Stand by the town hall looking down West Street, and one hillock in particular draws the eye. The sandstone cone of Colmer’s Hill rises in the mid-distance, shawled in bracken and topped with a clump of pine trees, like sprigs of holly on a Christmas pudding. Over the years, it has become the town’s unofficial emblem, reproduced on everything from jam pots to websites. Named after the Rev John Colmer, a 19th-century landowner, the landmark is about a mile outside Bridport in the small, golden-stone village of Symondsbury.
There’s a path that goes up and over Colmer’s, which I take early on a crisp, russeting morning. Hardy’s sheep are here still – the grass is slippery with dew-wet droppings turned green by the autumn flush of grass. The bracken may be browning and crumpling, but nostalgic reminders of spring remain: a song thrush singing in the top of a holly tree, a chiffchaff calling, and wrens drilling their songs through the hedgerows.

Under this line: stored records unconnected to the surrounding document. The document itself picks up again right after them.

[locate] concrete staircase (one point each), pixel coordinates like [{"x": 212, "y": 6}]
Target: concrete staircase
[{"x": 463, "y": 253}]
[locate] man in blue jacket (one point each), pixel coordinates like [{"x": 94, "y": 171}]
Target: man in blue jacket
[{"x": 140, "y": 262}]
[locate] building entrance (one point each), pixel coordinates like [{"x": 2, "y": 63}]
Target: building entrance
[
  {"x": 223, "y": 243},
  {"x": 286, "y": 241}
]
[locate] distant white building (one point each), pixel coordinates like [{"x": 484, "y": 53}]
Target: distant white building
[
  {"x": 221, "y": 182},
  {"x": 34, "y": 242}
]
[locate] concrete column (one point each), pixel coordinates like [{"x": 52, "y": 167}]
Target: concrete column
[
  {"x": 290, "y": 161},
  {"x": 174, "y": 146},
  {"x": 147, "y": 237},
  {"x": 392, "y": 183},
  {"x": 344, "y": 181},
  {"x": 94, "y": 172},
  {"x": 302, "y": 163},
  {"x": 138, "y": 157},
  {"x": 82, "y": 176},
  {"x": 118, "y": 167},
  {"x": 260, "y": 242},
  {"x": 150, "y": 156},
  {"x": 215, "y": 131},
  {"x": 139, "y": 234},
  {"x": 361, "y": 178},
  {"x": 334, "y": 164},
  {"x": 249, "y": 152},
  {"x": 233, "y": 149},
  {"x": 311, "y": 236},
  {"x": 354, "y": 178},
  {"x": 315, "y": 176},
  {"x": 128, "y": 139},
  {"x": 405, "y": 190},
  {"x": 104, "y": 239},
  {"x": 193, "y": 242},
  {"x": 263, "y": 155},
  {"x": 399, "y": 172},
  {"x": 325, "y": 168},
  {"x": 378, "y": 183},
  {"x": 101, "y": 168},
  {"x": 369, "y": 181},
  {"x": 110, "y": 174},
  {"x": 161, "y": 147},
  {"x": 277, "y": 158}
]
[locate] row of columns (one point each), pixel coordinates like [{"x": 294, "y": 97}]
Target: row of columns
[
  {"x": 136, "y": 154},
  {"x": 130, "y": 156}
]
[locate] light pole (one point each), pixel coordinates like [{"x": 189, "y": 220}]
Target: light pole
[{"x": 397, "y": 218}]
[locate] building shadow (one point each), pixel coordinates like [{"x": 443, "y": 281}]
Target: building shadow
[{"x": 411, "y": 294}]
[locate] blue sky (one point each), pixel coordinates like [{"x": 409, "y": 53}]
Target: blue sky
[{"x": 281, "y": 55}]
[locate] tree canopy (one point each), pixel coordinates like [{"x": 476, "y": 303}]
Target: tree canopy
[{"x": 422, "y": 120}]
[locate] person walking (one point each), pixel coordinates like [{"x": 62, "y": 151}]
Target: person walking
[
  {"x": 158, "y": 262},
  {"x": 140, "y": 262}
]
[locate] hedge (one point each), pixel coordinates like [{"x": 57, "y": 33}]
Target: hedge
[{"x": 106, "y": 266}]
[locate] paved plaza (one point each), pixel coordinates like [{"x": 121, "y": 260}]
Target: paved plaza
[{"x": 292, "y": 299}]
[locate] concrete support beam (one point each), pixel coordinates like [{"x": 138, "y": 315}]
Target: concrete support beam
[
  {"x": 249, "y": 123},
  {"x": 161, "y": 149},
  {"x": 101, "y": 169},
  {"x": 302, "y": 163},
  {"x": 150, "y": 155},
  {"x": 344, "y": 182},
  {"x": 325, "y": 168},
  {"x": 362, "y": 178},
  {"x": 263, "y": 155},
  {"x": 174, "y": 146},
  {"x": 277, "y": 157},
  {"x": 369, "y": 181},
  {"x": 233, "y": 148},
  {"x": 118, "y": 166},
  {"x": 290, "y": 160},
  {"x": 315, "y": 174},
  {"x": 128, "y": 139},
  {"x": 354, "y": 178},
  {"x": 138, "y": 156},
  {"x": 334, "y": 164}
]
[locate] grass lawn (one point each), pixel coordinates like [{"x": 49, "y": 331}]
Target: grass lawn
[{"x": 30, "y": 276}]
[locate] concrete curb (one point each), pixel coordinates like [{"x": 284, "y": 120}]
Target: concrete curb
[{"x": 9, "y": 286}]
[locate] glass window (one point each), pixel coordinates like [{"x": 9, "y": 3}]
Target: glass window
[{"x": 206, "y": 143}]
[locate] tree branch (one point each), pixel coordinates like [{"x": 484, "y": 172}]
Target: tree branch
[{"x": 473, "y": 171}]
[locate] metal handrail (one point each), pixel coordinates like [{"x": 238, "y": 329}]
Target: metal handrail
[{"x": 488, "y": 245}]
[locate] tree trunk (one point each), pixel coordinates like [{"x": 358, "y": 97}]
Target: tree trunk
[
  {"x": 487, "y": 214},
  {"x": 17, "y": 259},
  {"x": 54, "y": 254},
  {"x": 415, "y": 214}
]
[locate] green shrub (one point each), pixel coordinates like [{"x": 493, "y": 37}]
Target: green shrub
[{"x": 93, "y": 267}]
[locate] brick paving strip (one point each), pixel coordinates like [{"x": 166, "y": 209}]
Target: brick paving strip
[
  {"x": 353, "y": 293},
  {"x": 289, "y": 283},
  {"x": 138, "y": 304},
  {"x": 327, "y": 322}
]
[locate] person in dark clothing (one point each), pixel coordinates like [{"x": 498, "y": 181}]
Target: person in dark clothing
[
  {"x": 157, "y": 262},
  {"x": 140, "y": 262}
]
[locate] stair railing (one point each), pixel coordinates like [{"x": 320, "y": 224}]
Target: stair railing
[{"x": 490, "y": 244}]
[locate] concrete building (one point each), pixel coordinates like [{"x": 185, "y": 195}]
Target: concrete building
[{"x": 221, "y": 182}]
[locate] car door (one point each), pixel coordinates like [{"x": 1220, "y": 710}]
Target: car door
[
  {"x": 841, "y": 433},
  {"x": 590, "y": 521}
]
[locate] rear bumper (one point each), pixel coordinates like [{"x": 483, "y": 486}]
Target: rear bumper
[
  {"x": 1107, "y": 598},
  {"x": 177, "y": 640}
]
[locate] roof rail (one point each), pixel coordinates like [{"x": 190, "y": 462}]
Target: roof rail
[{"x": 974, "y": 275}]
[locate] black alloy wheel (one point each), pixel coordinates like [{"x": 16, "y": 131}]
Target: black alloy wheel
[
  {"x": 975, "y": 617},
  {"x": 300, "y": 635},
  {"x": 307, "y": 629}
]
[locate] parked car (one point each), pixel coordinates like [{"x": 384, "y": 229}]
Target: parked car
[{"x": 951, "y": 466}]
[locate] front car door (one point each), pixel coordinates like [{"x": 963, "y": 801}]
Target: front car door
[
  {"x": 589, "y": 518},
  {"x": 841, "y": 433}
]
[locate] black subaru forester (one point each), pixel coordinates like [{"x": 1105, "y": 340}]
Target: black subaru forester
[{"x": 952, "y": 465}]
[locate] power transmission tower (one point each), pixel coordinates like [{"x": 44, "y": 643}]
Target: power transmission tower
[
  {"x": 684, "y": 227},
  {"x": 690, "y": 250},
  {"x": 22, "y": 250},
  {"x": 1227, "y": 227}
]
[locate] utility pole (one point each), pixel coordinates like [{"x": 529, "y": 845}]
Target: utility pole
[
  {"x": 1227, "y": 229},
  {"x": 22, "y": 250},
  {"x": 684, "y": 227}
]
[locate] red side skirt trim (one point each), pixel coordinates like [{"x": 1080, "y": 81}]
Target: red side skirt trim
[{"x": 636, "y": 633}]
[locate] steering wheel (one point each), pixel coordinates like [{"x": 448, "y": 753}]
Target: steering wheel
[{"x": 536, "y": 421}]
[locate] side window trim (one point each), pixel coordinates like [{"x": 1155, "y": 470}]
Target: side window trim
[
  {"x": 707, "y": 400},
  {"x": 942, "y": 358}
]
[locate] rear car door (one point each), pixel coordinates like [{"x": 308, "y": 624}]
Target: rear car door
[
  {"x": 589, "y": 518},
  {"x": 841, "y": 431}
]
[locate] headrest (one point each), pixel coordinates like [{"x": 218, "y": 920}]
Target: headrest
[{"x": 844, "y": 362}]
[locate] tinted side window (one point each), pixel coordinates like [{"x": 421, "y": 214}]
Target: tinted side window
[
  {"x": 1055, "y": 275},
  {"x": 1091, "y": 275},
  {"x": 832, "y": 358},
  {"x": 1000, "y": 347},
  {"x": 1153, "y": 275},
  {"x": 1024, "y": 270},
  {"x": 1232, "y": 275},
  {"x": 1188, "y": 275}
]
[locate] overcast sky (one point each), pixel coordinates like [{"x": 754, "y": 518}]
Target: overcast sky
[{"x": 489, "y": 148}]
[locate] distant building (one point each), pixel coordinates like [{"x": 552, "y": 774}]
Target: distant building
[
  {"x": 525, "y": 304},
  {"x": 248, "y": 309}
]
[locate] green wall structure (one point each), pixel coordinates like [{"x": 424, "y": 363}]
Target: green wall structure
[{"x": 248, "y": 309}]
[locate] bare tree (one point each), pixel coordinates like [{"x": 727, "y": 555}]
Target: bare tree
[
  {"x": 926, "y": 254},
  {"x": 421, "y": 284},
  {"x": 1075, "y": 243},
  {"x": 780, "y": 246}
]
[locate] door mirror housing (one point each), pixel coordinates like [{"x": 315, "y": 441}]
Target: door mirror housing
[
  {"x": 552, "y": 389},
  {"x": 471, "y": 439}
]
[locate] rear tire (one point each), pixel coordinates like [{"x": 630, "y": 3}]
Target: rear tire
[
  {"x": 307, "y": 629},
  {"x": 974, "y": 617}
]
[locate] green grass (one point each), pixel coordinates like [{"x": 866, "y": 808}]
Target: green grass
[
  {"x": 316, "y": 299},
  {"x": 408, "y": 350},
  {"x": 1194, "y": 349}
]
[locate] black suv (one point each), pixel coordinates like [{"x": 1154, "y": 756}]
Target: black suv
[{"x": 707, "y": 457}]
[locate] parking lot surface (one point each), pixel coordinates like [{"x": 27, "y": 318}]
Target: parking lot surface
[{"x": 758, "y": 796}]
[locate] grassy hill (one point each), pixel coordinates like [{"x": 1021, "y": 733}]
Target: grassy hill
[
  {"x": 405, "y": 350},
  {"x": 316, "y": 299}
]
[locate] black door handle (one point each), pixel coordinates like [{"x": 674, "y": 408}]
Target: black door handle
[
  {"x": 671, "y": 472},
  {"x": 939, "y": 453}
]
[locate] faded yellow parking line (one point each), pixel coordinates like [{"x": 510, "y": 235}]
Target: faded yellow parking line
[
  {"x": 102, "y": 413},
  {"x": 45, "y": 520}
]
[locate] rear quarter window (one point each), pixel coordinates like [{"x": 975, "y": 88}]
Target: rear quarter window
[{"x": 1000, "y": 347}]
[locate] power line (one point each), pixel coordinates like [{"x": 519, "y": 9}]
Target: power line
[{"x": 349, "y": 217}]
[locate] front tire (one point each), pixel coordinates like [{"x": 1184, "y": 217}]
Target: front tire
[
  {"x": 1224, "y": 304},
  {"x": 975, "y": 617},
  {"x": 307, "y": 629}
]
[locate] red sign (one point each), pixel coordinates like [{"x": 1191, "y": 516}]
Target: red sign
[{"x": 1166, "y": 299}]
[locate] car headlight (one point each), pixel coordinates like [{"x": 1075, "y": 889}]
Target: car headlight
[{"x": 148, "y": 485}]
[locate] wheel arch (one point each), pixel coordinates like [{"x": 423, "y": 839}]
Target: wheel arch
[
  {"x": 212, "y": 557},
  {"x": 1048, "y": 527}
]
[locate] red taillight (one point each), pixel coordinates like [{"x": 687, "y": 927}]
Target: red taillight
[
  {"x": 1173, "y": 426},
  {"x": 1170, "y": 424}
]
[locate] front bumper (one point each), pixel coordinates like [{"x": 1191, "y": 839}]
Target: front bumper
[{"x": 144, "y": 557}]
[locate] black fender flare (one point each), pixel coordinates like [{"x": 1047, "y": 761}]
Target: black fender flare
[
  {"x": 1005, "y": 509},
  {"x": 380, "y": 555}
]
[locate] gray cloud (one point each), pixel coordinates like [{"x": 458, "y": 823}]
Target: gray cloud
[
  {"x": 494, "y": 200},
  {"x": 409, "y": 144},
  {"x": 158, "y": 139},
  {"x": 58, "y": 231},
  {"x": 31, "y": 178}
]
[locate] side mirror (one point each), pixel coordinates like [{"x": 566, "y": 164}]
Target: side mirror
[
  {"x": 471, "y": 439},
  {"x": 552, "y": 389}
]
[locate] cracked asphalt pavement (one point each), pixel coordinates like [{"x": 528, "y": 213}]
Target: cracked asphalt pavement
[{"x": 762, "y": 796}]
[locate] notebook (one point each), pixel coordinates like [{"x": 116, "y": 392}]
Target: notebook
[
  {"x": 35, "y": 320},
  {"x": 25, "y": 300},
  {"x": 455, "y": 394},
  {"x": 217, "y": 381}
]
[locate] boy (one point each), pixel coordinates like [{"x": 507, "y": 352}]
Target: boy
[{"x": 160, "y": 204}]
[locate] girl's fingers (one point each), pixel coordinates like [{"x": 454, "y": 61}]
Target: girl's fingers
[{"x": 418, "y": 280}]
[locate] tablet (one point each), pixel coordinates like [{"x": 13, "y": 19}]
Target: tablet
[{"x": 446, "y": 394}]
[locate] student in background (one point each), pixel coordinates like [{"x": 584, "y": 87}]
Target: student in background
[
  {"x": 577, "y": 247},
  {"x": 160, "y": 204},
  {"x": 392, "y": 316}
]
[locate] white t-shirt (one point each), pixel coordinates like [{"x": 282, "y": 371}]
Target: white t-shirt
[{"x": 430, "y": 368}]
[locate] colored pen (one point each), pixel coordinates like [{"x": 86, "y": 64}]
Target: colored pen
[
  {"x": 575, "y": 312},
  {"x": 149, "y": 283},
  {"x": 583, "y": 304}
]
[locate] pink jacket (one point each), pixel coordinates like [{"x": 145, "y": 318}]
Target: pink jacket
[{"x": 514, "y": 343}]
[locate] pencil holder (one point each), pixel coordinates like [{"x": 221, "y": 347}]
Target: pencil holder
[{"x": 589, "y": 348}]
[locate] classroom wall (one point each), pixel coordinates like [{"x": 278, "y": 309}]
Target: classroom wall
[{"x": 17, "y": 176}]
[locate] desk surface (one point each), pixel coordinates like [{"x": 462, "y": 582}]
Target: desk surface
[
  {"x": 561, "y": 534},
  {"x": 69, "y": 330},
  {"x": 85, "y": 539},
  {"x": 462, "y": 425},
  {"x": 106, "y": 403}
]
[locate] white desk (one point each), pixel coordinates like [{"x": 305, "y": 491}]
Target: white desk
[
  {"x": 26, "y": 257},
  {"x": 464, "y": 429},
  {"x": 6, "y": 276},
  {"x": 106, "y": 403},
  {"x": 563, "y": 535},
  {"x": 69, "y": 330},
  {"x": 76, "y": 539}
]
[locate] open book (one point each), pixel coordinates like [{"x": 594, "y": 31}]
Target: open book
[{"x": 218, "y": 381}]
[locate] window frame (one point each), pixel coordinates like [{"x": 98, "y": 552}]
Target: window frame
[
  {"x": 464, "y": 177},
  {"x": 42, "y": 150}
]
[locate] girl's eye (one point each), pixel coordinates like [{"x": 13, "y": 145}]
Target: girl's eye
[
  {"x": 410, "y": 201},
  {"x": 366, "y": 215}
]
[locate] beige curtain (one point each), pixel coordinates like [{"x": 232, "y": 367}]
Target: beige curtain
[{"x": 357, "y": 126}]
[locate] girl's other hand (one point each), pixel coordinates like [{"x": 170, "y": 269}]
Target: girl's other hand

Halfway up the hill’s steep north side, the Channel heaves into view, a mild denim blue infill where the cliffs dip to shingle at Eype’s Mouth.
The number of trees at the summit always surprises me. From afar, it looks like there are only four or five, but they are actually too numerous to count. Colmer’s was bare until 1918, when 21 Caledonian pines were planted in memory of local men who had died during the first world war. Then a few years ago the landowners added Monterey pine saplings. Today, the grove sighs sweet and resinous around a white flagpole and concrete trig point.
I pause to watch a shoal of swallows and house martins skim over the grass, picking off stumbling craneflies, their white bellies flashing silver in the sunshine as they swoop and turn.
Far below, children are racing around the school playground, wheeling in wide circles, shrieking and laughing. At three minutes to nine, a handbell rings and the day begins.